Non Historized Satellite - ScalefreeCOM/datavault4dbt GitHub Wiki
This macro creates a non-historized satellite that should be materialized as an incremental table. It should be applied 'on top' of the staging layer, and is either connected to a Hub or a Link. Besides the missing hashdiff, a non-historized satellite applies the same loading logic as a regular version 0 satellite. Each satellite can only be loaded by one source model, since we typically recommend a satellite split by source system.
Features:
- High-Perfomance loading of non-historized satellite data
Parameters | Data Type | Required | Default Value | Explanation |
---|---|---|---|---|
parent_hashkey | string | mandatory | - | Name of the hashkey column inside the stage of the object that this satellite is attached to. |
src_payload | string | list of strings | mandatory | - | A list of all the descriptive attributes that should be included in this satellite. |
source_model | string | mandatory | - | Name of the underlying staging model, must be available inside dbt as a model. |
source_is_single_batch | boolean | optional | False | See below for explanation. |
src_ldts | string | optional | datavault4dbt.ldts_alias | Name of the ldts column inside the source models. Needs to use the same column name as defined as alias inside the staging model. |
src_rsrc | string | optional | datavault4dbt.rsrc_alias | Name of the rsrc column inside the source models. Needs to use the same column name as defined as alias inside the staging model. |
{{ config(materialized='incremental') }}
{%- set yaml_metadata -%}
parent_hashkey: 'hk_creditcard_transactions_nl'
src_payload:
- invoice_address
- vendor_name
source_model: 'stage_creditcard_transactions'
{%- endset -%}
{%- set metadata_dict = fromyaml(yaml_metadata) -%}
{{ datavault4dbt.nh_sat(parent_hashkey=metadata_dict.get('parent_hashkey'),
src_payload=metadata_dict.get('src_payload'),
source_model=metadata_dict.get('source_model'),
src_ldts=metadata_dict.get('src_ldts'),
src_rsrc=metadata_dict.get('src_rsrc')) }}
-
parent_hashkey:
- hk_creditcard_transactions_nl: The satellite would be attached to the non-historized link creditcard_transaction, which has the column 'hk_creditcard_transactions_nl' as a hashkey column.
-
src_payload:
- ['invoice_address','vendor_name']: This satellite would hold the columns 'invoice_address' and 'vendor_name' out of the underlying staging area.
-
source_model:
- stage_creditcard_transactions: This satellite is loaded out of the stage for creditcard_transactions
To safely disable the deduplication, you have to verify that the underlying staging model of the NH Sat only holds one row per Link Hashkey.
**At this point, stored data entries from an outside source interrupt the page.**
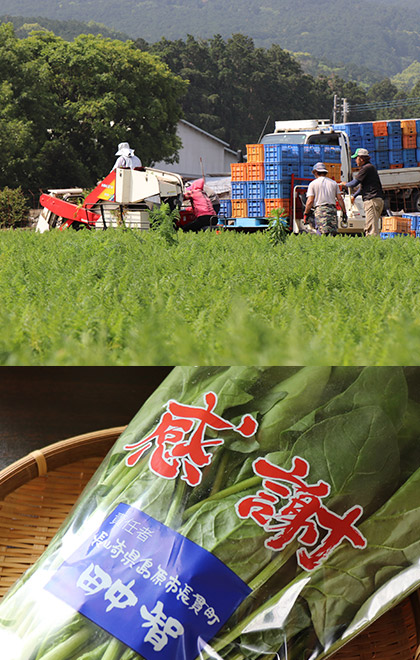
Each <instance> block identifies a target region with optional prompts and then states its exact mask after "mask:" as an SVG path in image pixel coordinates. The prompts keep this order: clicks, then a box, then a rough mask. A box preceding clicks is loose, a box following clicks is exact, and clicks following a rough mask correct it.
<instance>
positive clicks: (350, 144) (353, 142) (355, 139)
mask: <svg viewBox="0 0 420 660" xmlns="http://www.w3.org/2000/svg"><path fill="white" fill-rule="evenodd" d="M361 147H363V142H362V138H359V139H353V138H350V150H351V153H352V154H354V152H355V151H356V149H360V148H361Z"/></svg>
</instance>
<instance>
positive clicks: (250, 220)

We highly recommend setting up a uniqueness test within a yml file, covering the hashkey column of the staging model.
Once this is guaranteed, you just add the following parameter to your macro call:
source_is_single_batch=true
If this is set to true, this QUALIFY statement:
earliest_hk_over_all_sources AS (
{# Deduplicate the unionized records again to only insert the earliest one. #}
SELECT
lcte.*
FROM {{ ns.last_cte }} AS lcte
QUALIFY ROW_NUMBER() OVER (PARTITION BY {{ link_hashkey }} ORDER BY {{ src_ldts }}) = 1
{%- set ns.last_cte = 'earliest_hk_over_all_sources' -%}
),
will not be activated!
To contiously ensure data validity within your NH Sat, we also recommend setting up a uniquess test across the Link Hashkey on your NH Sat.